Текст научной работы на тему «2001. 01. 001005. Цивилизационный подход и единство всемирной истории»

ФОРМАЦИИ. ЦИВИЛИЗАЦИИ. СОВРЕМЕННАЯ МИР-СИСТЕМА

2001.01.001—005. ЦИВИЛИЗАЦИОННЫЙ ПОДХОД И ЕДИНСТВО ВСЕМИРНОЙ ИСТОРИИ.

2001.01.001. MATLOCK J.F. Can civilizations clash? // Proc. of the Amer. philosophical soc. - Philadelphia, 1999. - Vol. 143, N. 3. - P. 428-439.

2001.01.002. TONOMURA NAOHIKO. What is feudalism? - Definition, complex, civilization // Comparative civilizations rev. - Carlisle, 1999. - N. 11. - P. 42-55.

2001.01.003. BLUE G. Joseph Needham, heterodox marxism and the social background to Chinese science // Science a. soc. - N.Y.; L., 1998. - Vol. 62, N. 2. - P. 195-217.

2001.01.004. DONSKIS L. Ernest Gellner: Civilizational analysis as a theory of history // Comparative civilizations rev. - Carlisle, 1999. - N. 11. - P. 5675.

2001.01.005. HALLIDAY F. The potential of Enlightenment // Rev. of intern. studies. - Cambridge, 1999. - Vol. 25, N. spec. - P. 105-125.

Проф. Мэтлок (Ин-т высших исследований, г.Вашингтон, окр. Колумбия, США) оспаривает мнение С. Хантингтона, что конфликт цивилизаций является наиболее серьезной опасностью для совре-менного мира. Критикуемвя концепция теоретически несостоятельна и противоречит фактам. Следуя широко распространенной привычке, Хантингтон представляет “допустимую интеллектуальную конструкцию” за объективную реальность (001, с.439).

Категория "цивилизация" (Ц) вполне приемлема как инструмент анализа; но она мало пригодна для прогнозирования. Не случайно ученые, на которых необоснованно ссылается Хантингтон, радикально расходятся в определении ее содержания. Для одних (Шпенглер, Тойнби) Ц - это чисто духовное понятие, формируемое гл. обр. религиозной общностью; другие (Кребер, Бегби, Бродель) включают в нее материальные элементы. Тойнби, подобно Хантингтону, считал Ц

целостной системой, где все элементы взаимосвязаны и взаимообусловлены (“организм), а Питирим Сорокин находил, что в операциях Тойнби с конкретным историч. материалом Ц предстают "конгломератом" разнородных образований и явлений, которые по воле случая совместились в "одно время в одном географическом районе" (001, с.430).

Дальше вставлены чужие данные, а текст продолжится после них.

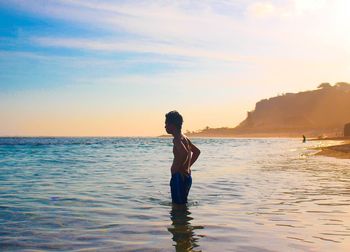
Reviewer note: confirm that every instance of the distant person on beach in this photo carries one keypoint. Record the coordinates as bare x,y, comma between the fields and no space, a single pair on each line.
304,138
185,154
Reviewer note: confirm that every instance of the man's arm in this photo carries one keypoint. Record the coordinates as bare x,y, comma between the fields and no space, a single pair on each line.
195,152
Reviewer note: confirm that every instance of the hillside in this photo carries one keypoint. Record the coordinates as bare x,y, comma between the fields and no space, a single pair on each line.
321,111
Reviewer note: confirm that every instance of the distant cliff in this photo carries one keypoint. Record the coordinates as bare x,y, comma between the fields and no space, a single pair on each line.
322,111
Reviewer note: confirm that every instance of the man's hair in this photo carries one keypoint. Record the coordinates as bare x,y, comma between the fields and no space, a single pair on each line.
174,118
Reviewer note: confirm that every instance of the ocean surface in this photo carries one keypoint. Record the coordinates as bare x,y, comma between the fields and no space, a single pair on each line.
112,194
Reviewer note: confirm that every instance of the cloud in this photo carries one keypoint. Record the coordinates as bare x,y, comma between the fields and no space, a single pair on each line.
261,9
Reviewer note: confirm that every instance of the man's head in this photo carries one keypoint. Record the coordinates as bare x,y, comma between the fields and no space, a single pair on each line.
173,122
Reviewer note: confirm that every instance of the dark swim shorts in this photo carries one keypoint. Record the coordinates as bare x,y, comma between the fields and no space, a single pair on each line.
180,185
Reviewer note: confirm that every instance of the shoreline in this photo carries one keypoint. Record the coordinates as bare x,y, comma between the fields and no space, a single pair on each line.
341,150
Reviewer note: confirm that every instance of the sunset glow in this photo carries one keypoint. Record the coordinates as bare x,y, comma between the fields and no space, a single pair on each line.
114,68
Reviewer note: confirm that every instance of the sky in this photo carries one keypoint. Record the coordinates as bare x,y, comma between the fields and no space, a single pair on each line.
114,68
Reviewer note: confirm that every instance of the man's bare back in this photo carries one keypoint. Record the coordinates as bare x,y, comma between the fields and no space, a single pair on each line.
177,166
185,154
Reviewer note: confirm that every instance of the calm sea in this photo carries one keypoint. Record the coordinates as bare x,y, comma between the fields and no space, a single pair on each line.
112,194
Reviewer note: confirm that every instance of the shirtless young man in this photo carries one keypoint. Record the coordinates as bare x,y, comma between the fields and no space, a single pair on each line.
185,154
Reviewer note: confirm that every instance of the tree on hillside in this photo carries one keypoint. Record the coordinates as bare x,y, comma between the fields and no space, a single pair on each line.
324,85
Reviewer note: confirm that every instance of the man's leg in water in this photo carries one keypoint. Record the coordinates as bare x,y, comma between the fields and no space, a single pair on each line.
180,187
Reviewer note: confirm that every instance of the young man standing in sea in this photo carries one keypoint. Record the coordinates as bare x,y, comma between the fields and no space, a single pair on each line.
185,154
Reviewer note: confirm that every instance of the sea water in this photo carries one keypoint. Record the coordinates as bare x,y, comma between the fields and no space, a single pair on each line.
112,194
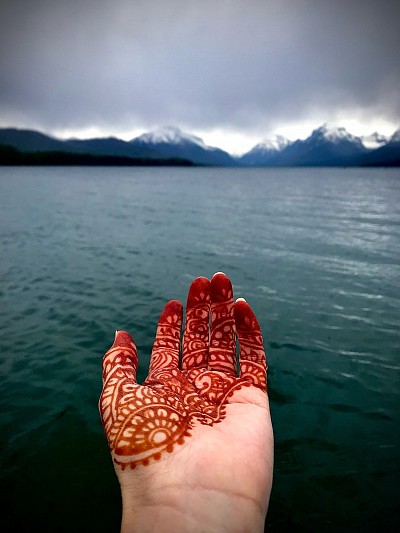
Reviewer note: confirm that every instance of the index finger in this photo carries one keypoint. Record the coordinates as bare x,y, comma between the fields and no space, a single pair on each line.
121,360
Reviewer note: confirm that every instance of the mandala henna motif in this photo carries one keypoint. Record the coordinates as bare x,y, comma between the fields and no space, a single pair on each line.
143,421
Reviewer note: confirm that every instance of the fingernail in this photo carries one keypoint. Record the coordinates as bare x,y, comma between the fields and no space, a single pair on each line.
122,339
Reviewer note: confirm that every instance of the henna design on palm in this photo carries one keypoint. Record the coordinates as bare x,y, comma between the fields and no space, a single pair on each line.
144,421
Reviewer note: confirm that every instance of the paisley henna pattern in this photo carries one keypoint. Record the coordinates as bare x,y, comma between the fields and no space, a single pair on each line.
222,354
143,421
197,326
253,366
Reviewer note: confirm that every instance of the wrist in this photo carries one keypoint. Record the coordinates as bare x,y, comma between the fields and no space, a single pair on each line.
188,509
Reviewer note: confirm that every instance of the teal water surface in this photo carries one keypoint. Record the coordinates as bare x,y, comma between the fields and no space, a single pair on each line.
316,252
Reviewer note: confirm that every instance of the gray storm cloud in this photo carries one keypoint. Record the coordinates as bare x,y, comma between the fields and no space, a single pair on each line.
240,64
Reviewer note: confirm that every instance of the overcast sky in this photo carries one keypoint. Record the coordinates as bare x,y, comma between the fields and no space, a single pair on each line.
232,71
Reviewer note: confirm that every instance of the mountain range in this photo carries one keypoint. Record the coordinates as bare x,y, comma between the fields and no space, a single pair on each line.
324,147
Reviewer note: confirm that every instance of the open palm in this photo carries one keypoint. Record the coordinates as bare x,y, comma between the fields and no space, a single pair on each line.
198,429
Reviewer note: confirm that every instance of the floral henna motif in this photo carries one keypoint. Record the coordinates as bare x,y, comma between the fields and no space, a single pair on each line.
253,366
143,421
222,352
197,326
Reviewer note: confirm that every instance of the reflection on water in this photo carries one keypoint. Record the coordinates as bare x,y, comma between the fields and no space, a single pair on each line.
315,251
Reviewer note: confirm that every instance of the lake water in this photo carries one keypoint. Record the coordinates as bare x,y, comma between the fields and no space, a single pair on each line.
316,252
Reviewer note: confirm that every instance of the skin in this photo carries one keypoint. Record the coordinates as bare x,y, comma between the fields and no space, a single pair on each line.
193,446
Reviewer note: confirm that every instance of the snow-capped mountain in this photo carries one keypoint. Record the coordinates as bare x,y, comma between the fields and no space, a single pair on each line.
264,152
172,142
373,141
324,147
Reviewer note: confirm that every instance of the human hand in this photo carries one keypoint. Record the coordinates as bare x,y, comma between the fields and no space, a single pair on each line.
193,446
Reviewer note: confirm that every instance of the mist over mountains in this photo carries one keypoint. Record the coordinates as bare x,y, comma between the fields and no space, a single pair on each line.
324,147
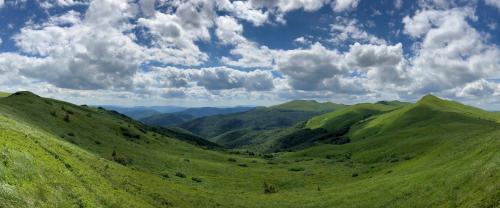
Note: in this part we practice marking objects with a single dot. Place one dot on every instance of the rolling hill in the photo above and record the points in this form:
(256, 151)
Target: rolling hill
(434, 153)
(251, 128)
(4, 94)
(141, 112)
(169, 119)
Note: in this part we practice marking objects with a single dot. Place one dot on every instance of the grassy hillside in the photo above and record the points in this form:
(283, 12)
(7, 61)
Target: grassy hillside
(434, 153)
(308, 105)
(167, 119)
(252, 128)
(4, 94)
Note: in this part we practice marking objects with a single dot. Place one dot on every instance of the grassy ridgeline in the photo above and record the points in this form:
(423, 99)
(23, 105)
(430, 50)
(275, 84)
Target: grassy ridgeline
(431, 154)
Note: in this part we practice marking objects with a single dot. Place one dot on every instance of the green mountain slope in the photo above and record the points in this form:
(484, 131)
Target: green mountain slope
(167, 119)
(326, 128)
(308, 105)
(170, 119)
(252, 128)
(434, 153)
(4, 94)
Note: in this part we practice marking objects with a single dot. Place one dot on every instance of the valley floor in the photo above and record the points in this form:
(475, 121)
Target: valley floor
(452, 164)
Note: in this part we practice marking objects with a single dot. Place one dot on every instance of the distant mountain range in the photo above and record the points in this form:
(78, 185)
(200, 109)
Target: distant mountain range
(432, 153)
(169, 119)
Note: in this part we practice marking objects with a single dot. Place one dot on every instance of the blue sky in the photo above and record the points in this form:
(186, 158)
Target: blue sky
(223, 53)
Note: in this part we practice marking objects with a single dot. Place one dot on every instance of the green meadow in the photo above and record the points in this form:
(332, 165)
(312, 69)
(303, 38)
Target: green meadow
(432, 153)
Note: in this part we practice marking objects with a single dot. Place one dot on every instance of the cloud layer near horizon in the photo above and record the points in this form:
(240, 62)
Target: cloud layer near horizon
(151, 50)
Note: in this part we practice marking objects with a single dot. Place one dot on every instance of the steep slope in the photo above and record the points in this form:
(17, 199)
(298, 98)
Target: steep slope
(247, 128)
(331, 127)
(169, 119)
(436, 160)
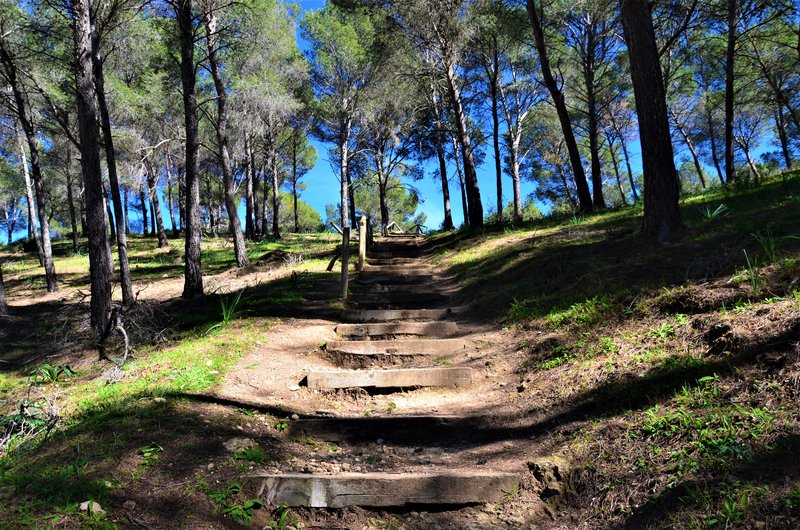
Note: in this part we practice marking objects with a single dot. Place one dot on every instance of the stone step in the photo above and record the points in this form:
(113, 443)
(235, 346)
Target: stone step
(452, 487)
(392, 253)
(398, 429)
(394, 260)
(396, 347)
(372, 277)
(400, 378)
(400, 270)
(372, 288)
(399, 300)
(391, 315)
(420, 329)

При таких противоречиях не может быть и речи о едином перечне цивилизаций и установлении их границ, а значит и о прогнозировании международных конфликтов. Очень спорно выделение Хантингтоном особой восточноевропейской "православной цивилизации", включающей Россию и ряд др. единоверных стран; др. ученые исходили из единства европейской Ц, и Бродель включал в нее Россию. В то же время французский ученый писал о "французской", "германской", "испанской" Ц. Т. обр., спорно и центральное для Хантингтона понятие "западной" Ц, объединяющее Европу с Америкой.

Хантингтон полагает, что именно цивилизации — главные субъекты международных отношений, тогда как на самом деле таковыми остаются отдельные государства, каждое из которых руководствуется собственными национальными, а не регионально-цивилизационными интересами. Это показывает и конфликт в Боснии, на который ссылается Хантингтон. Босния - одна страна, народ которой имеет общий язык, культуру, единую историч. судьбу. А религиозные различия послужили предлогом и знаменем мобилизации сторонников для соперничающих политич. группировок в самой стране и вмешательства ее соседей. С др. стороны, великие державы действовали, исходя из своих глобальных стратегич. интересов. Напр. США поддерживали мусульманскую общину против христиан - хорватов и сербов. Россия не стала поддерживать сербских единоверцев, а соединила свои усилия с НАТО, т.к. в общих интересах было найти новый баланс сил на Балканах после распада Югославии. Да и Югославия распалась только благодаря окончанию холодной войны, когда великие державы перестали сдерживать соперничавшие в этой стране политич. группировки.

Аналогичной была мотивация в возникновении Первой мировой войны. Россия столкнулась с Австрией не на религиозной основе, а из-за дележа наследства Османской империи. Поддержка первой со стороны Англии и Франции, а второй со стороны Германии тоже объяснялась национальными, а не религиозно-цивилизационными интересами.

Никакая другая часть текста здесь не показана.